PITTSBURGH - Police have one standard for black people and another for white people - and as proof, comic W. Kamau Bell played at his show Friday a short video of Beaverton, Oregon police officers trying to subdue a white teen high on mushrooms.
The crowd watched, some mouths agape, as a scrum of officers took turns scuffling with the teen. At one point, the teen grabbed and fired an officer's gun. In his jail booking photo, he has a bruise on his cheek.
"I watch that every time another black person gets killed by a police officer," said Bell, host of CNN's United Shades of America. "By the end, I'm usually laughing and crying at the same time."
"They (the officers) saved his life - were determined to save his life ... That's racism right there."
"Ending Racism in About an Hour" is Bell's sober social commentary leavened with biting humor on racial identity, privilege, racism in the media and his interracial family. His audience Friday were attendees at the People's Convention, a two-day convening of progressive organizations around the country, hosted by the Center for Popular Democracy.
Bell, who serves as the ACLU's ambassador of racial justice, is one in a growing list of woke entertainers - Beyoncé, Jesse Williams and Kendrick Lamar among them - who unapologetically declare that #BlackLivesMatter.
He couldn't have found a more like-minded audience. An end to police brutality was just one of several issues - such as environmental justice, immigration reform, good jobs for all and restoration of voting rights - that centered the 1,600 attendees' public policy agenda.
"This is the left of the left of the left," he joked.
Because Bell's shows are as current as they are pointed, of course he had something to say about the police killings last week of two black men.
"Philando Castile, who died, who was killed in Minneapolis," Bell said, before correcting himself, "murdered, murdered - and Alton Sterling who was murdered in Baton Rouge, their lives matter to us, even if we don't know those two people."
"But when white people die, the only white people who care about that white person dying are the white people... around that white person. White people don't feel connected in the same way."
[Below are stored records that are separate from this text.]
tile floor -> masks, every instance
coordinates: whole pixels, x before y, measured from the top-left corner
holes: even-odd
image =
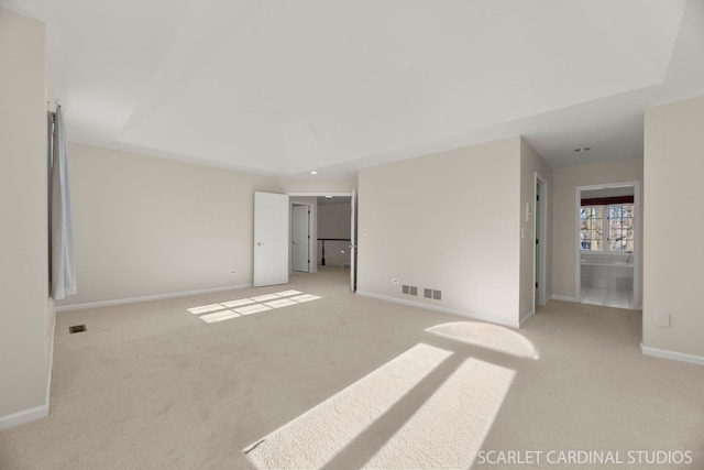
[[[634,293],[629,289],[582,286],[582,304],[634,308]]]

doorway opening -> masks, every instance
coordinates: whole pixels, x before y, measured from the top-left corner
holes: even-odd
[[[547,242],[548,242],[548,181],[536,173],[536,197],[534,214],[534,231],[536,234],[536,251],[534,256],[534,311],[538,306],[546,305],[546,287],[547,287]]]
[[[312,204],[292,203],[290,207],[290,269],[311,272],[311,239],[314,233]]]
[[[290,193],[292,244],[294,240],[294,210],[296,205],[310,207],[309,223],[309,273],[319,271],[349,270],[350,288],[356,289],[356,195],[355,193]],[[301,225],[302,222],[298,222]],[[301,229],[302,230],[302,229]],[[293,245],[296,250],[296,245]],[[301,249],[302,252],[302,249]],[[301,254],[302,255],[302,254]],[[292,253],[292,272],[294,267]]]
[[[575,196],[578,302],[639,309],[639,182],[579,186]]]

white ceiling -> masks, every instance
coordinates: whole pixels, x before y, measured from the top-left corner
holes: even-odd
[[[70,140],[262,174],[517,134],[552,166],[641,157],[644,108],[704,95],[704,0],[0,6],[46,23]]]

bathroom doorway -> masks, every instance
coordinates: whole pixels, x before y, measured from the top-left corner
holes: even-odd
[[[579,186],[575,206],[578,300],[639,309],[639,182]]]

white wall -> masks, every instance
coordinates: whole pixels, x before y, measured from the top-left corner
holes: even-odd
[[[365,168],[359,186],[360,292],[518,324],[519,138]]]
[[[642,160],[634,159],[594,165],[554,168],[554,193],[552,198],[553,296],[571,299],[575,299],[576,296],[576,187],[608,183],[642,182]],[[641,185],[641,192],[644,186]],[[642,217],[639,217],[639,226],[642,227]],[[642,230],[640,233],[642,233]]]
[[[44,24],[0,8],[0,428],[48,413]]]
[[[353,184],[282,181],[79,143],[69,153],[78,294],[62,306],[249,285],[255,190]]]
[[[704,97],[646,110],[644,346],[704,363]],[[681,237],[682,233],[686,233]],[[669,328],[657,326],[670,314]]]
[[[550,298],[552,286],[552,167],[550,167],[538,155],[525,140],[520,140],[520,229],[522,238],[520,240],[520,319],[524,320],[534,313],[535,303],[535,253],[536,253],[536,173],[546,179],[547,194],[547,214],[542,214],[547,218],[547,233],[541,240],[542,248],[546,250],[546,299]],[[530,206],[531,218],[526,220],[526,205]]]

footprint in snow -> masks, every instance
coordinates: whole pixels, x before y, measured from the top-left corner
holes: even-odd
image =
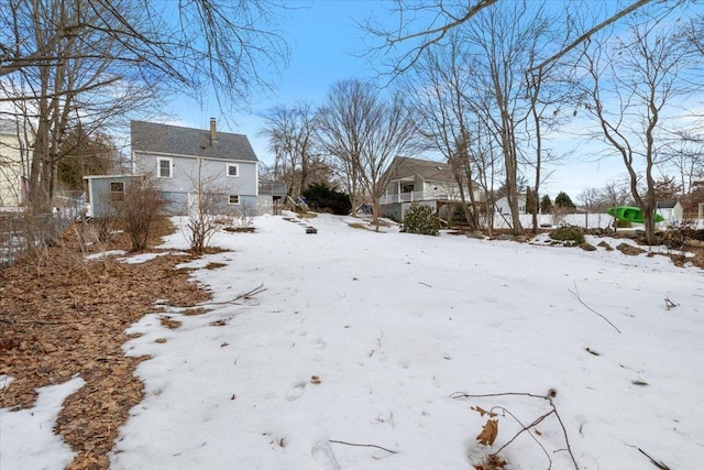
[[[318,468],[322,470],[339,470],[340,463],[334,458],[334,453],[330,448],[330,442],[327,440],[318,440],[312,445],[310,449],[312,459],[318,463]]]
[[[324,339],[322,339],[321,336],[310,341],[310,343],[315,349],[326,349],[326,347],[328,346],[328,343],[326,342]]]
[[[289,402],[293,402],[294,400],[298,400],[300,395],[304,394],[304,391],[306,390],[306,383],[307,382],[305,381],[297,382],[294,385],[294,387],[286,393],[286,400],[288,400]]]

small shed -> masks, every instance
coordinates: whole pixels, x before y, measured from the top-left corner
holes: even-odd
[[[260,182],[256,214],[280,215],[287,190],[286,183]]]
[[[130,183],[143,175],[95,175],[85,176],[88,217],[105,219],[114,216],[113,201],[124,199],[124,190]]]
[[[673,226],[682,222],[684,209],[679,200],[661,200],[658,203],[658,214],[664,219],[662,223]]]

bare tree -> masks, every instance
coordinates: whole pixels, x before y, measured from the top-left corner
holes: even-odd
[[[638,0],[630,4],[614,3],[614,9],[604,9],[601,17],[582,29],[575,29],[570,20],[570,2],[564,2],[564,29],[570,31],[571,40],[556,51],[551,56],[531,66],[531,70],[540,69],[561,59],[580,44],[586,42],[601,30],[636,12],[653,0]],[[678,1],[681,3],[683,0]],[[504,7],[513,0],[473,0],[473,1],[446,1],[435,0],[396,0],[391,13],[398,17],[397,26],[393,29],[380,26],[369,21],[364,29],[382,40],[382,44],[371,51],[371,54],[393,56],[392,75],[398,76],[408,72],[422,56],[426,50],[438,44],[455,29],[465,28],[476,22],[481,13],[492,9]],[[581,2],[588,6],[588,2]],[[578,7],[579,8],[579,7]],[[559,20],[556,20],[559,21]],[[400,51],[400,53],[399,53]]]
[[[374,96],[369,83],[338,81],[330,87],[326,102],[318,110],[318,138],[324,152],[340,165],[353,215],[362,197],[362,152]]]
[[[319,138],[341,165],[353,212],[363,190],[377,222],[380,199],[392,177],[387,170],[395,157],[417,149],[415,131],[413,110],[400,92],[384,99],[370,83],[356,79],[330,88],[319,110]]]
[[[476,118],[465,94],[473,86],[468,65],[471,55],[457,32],[448,34],[446,47],[428,50],[416,62],[414,75],[406,80],[414,101],[420,134],[428,150],[440,152],[452,168],[459,185],[460,201],[471,230],[479,228],[474,166],[470,128]]]
[[[697,65],[682,37],[676,25],[651,18],[620,36],[595,43],[583,56],[588,86],[584,107],[603,141],[626,166],[649,244],[657,242],[654,170],[663,163],[663,135],[670,133],[663,118],[694,92],[682,78],[688,67]]]
[[[77,122],[98,129],[176,88],[198,98],[210,87],[220,103],[241,107],[267,86],[262,67],[287,53],[266,1],[8,1],[1,99],[33,130],[28,178],[38,210],[51,204],[59,144]]]
[[[419,149],[416,139],[416,119],[406,106],[404,95],[396,91],[391,99],[373,98],[367,130],[360,159],[360,175],[372,199],[373,222],[378,230],[380,201],[386,193],[393,174],[388,172],[395,157],[407,156]]]
[[[477,14],[463,36],[472,45],[474,57],[470,64],[474,86],[468,99],[502,150],[512,228],[514,234],[520,234],[519,165],[529,136],[526,122],[539,102],[539,89],[535,83],[527,83],[525,70],[540,55],[547,19],[534,4],[514,2],[499,7]]]
[[[316,145],[316,109],[309,102],[276,106],[264,118],[262,135],[275,155],[274,177],[284,181],[288,195],[298,198],[309,177],[319,167]]]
Bell doesn't couch his comments by bothering to point out that not all white people are unmoved by the violence against black bodies. After all, he warns at the start he's not there to make you comfortable.
But Bell suggests that the path through the discomfort - such as white people's angst about #BlackLivesMatter - could lead to racial justice.
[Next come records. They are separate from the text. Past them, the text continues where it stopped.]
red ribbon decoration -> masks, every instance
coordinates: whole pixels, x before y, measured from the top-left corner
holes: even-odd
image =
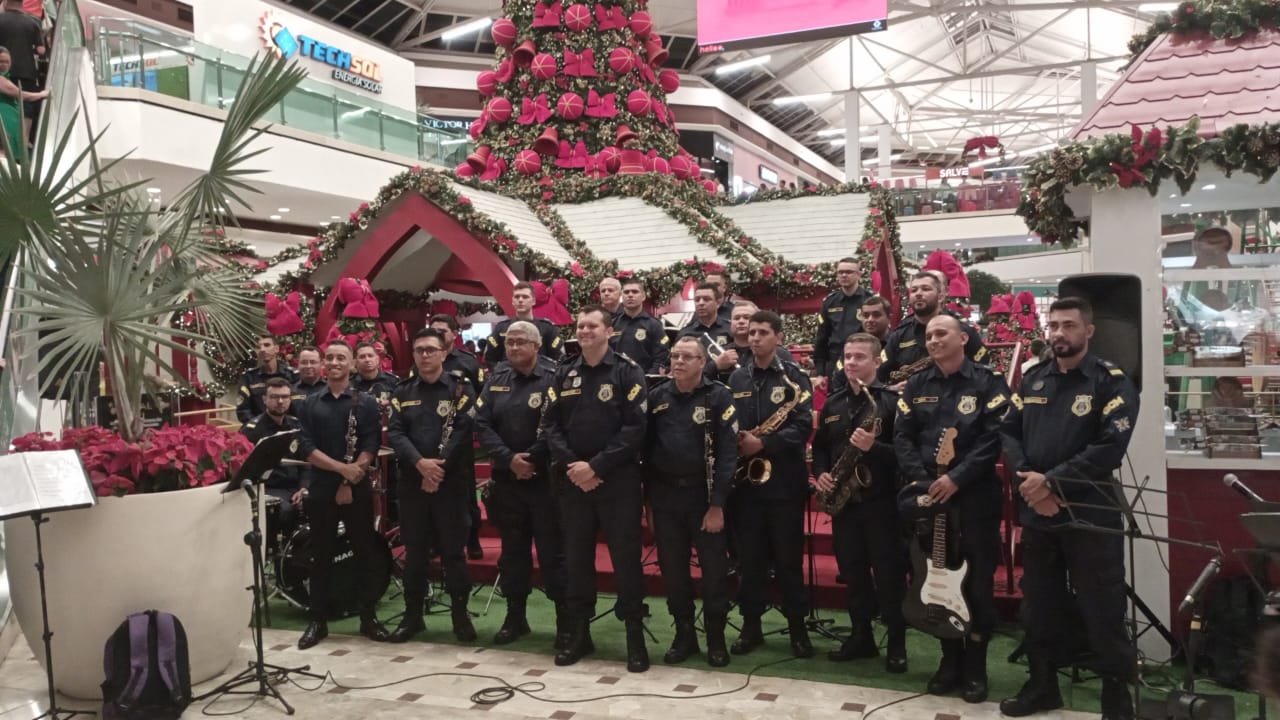
[[[600,96],[599,92],[593,90],[586,94],[586,117],[616,118],[618,115],[617,101],[618,96],[616,92]]]
[[[571,77],[600,77],[595,72],[595,50],[588,47],[581,54],[566,50],[564,74]]]
[[[559,0],[556,3],[547,4],[539,3],[534,8],[534,26],[532,27],[559,27],[561,15],[563,10],[561,8]]]
[[[525,97],[520,101],[520,118],[516,120],[522,126],[531,126],[536,123],[545,123],[552,118],[552,109],[547,101],[547,94],[541,94],[538,97],[529,99]]]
"White people on the left can't handle it. So they started doing this - #AllLivesMatter," he said.
"That's not a thing, that's not even a Beatles song... Nobody ever said #AllLivesMatter until #BlackLivesMatter showed up."
Then Bell stepped to the other side of the political aisle. "The people on the right, they go one step further. They go #WhiteLivesMatter," Bell said.
"That one never trends. You know why? Because it's like saying, 'Water is wet.'"
Here you could insert a mic drop, but Bell wasn't done. Not by a long shot.
His hour-long show is as much stand-up as PowerPoint presentation, full of statistics and data and polls and even tweets that prove that "we're in a most racial America," not a post-racial America.
Bell flashed on the screen a since-deleted tweet from former Illinois congressman Joe Walsh (@WalshFreedom): "3 Dallas Cops killed, 7 wounded. This is now war. Watch out Obama. Watch out black lives matter punks. Real America is coming after you."
While Iggy Azalea got suspended from Twitter for offensive remarks, no such censure fell on Walsh, who threatened the president. "He's still on Twitter right now," Bell said. "White privilege."
"White people, I need you to step into your whiteness and claim your whiteness, and then use that white privilege against that white privilege."
Wendi C. Thomas is a writing fellow for the Center for Community Change.